La situazione in Brasile è tesa da settimane. Ad ottobre, Lula vinse al secondo turno delle elezioni presidenziali per un soffio. Bolsonaro non ha accettato la sconfitta, adombrando possibili brogli. Uno scontro, che sembra un remake di quanto avvenuto nell’ultimo anno e mezzo in Perù. Qui, a sorpresa aveva vinto nell’estate del 2021 il candidato marxista Pedro Castillo. Anche in quel caso, gli avversari parlarono di brogli. Dall’insediamento, il presidente dovette affrontare una dura opposizione in Parlamento, nelle piazze e nelle aule di tribunale con varie accuse di corruzione e malaffare. E’ finita che Castillo è stato rimosso dall’incarico poche settimane addietro e arrestato con l’accusa di tentato golpe per avere sciolto il Congresso poco prima che votasse la sua destituzione.

In Bolivia, qualcosa di simile accadde nel 2019 con le dimissioni di Evo Morales, appena vittorioso di un terzo mandato incostituzionale. Le manifestazioni di piazza convinsero il presidente a lasciare l’incarico e il paese per non rischiare una cacciata sanguinaria. Ma l’apoteosi dello scontro politico in America Latina si ha nel Venezuela di Nicolas Maduro, democrazia solo di facciata. Da quasi un quarto di secolo, Caracas è in mano a un gruppo di sinistra estremista, che ha portato il paese nell’orbita di Cuba e allontanato dall’Occidente.

Qui, ammontano a centinaia i manifestanti uccisi in strada e altrettanti gli arresti tra gli oppositori politici.
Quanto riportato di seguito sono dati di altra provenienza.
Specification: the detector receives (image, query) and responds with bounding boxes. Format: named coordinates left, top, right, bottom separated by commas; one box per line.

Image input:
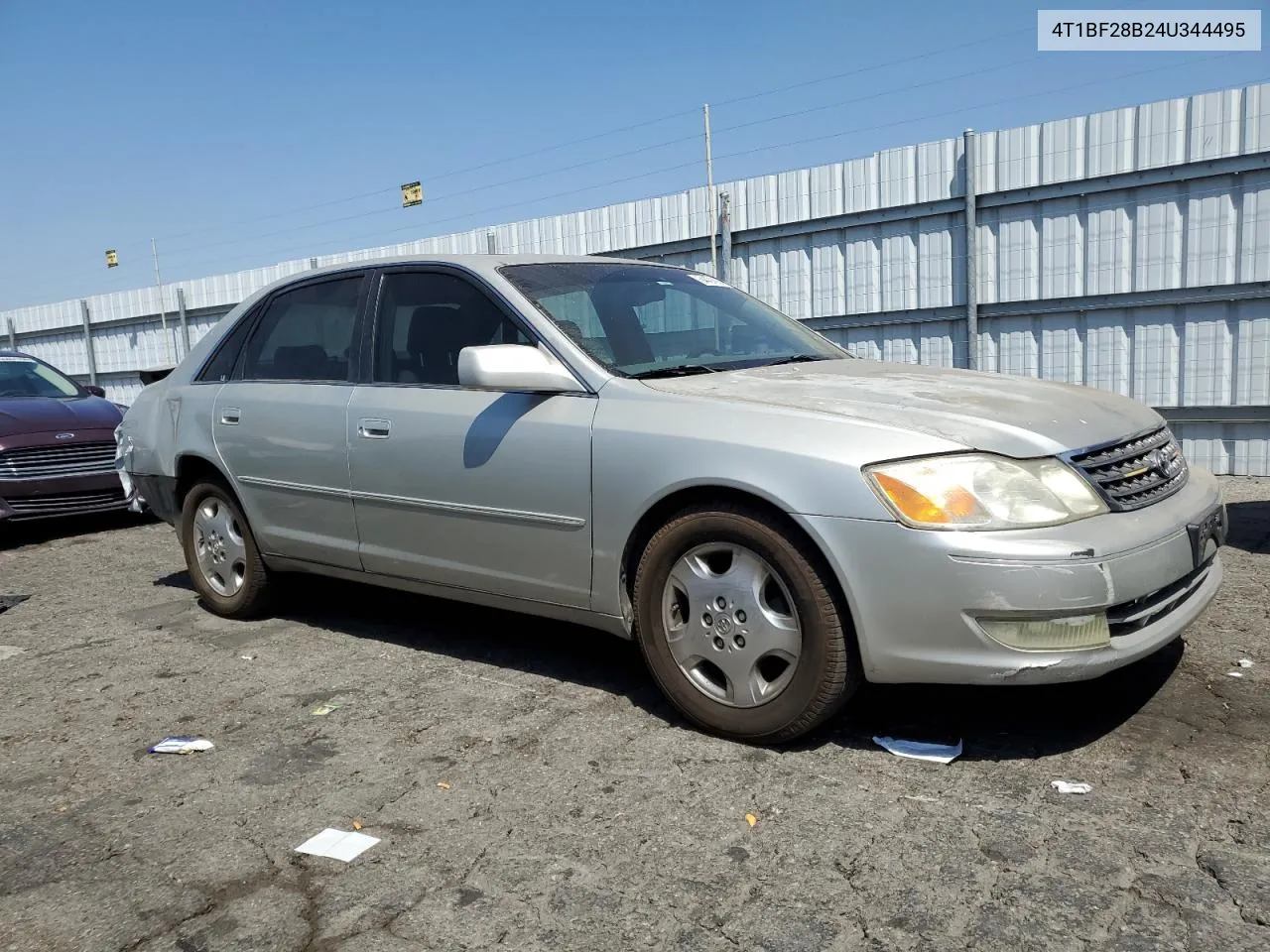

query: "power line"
left=156, top=60, right=1102, bottom=265
left=715, top=54, right=1244, bottom=167
left=146, top=28, right=1081, bottom=250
America Latina instabile persino in Cile

Non scherza neppure l’Argentina. I peronisti al potere sono più impopolari che mai, hanno perso dopo decenni la maggioranza al Congresso e la numero due dell’amministrazione, l’ex “presidenta” Cristina Fernandez de Kirchner, è stata condannata per corruzione. Rischia l’arresto alla fine del mandato, che scade quest’anno. Nel frattempo, inflazione prossima al 100% e pesos diventati carta straccia. Alta tensione politica, che non risparmia il Cile, fino a poco tempo fa il più stabile paese dell’America Latina e culla del liberismo sudamericano. Le manifestazioni violente di fine 2019 provocarono decine di morti. Sull’onda della protesta sociale, a fine 2021 vince il marxista Gabriel Boric. L’Assemblea Costituente eletta per riscrivere la Carta era già in stragrande maggioranza nelle mani di rappresentanti di estrema sinistra. Ma lo stesso Boric risulta molto impopolare e ha perso il referendum costituzionale.

La stessa Colombia ha vissuto qualcosa di molto simile. Proteste contro il presidente conservatore Ivan Duque Marquez e vittoria del candidato marxista Gustavo Petro. Cambiano i nomi, i luoghi, non la sostanza: l’America Latina brucia. E la fiamma è stata accesa dalle tensioni che si registrano tra la popolazione che produce ricchezza e quella che la consuma. Il caso del Brasile è emblematico. Lula è stato presidente per due mandati tra il 2003 e il 2011, riportando un discreto successo nella gestione dell’economia per effetto del boom delle materie prime, finito il quale il paese era entrato in stagnazione. Bolsonaro aveva vinto per il disgusto di larghi strati della popolazione verso la corruzione e l’assistenzialismo.

Scontro tra ceti produttivi e assistiti

Ovunque, stesso discorso. C’è una sinistra che punta a rappresentare i ceti più poveri e che promette maggiore assistenza sociale.

A pagare il conto è il ceto produttivo, che si sente colpito e minacciato da politiche fiscali punitive e dai controlli ai flussi dei capitali. Queste due parti dell’America Latina non si capiscono e neppure si parlano. I poveri credono di essere vittime del sistema, il ceto medio di dover sostentare una larga parte della popolazione nullafacente. Equità ed efficienza economica fanno a pugni tra loro e il compromesso politico appare complicato.

Ma il Brasile è la dodicesima economia del mondo, prima in America Latina. Con un PIL di oltre 1.600 miliardi di dollari nel 2021 e una popolazione di oltre 214 milioni di abitanti, quel che succede qui ha eco globale. E forse l’assalto di ieri ha attirato la giusta attenzione verso gli accadimenti in quest’area del pianeta così bollente e tanto ignorata da anni dall’Occidente.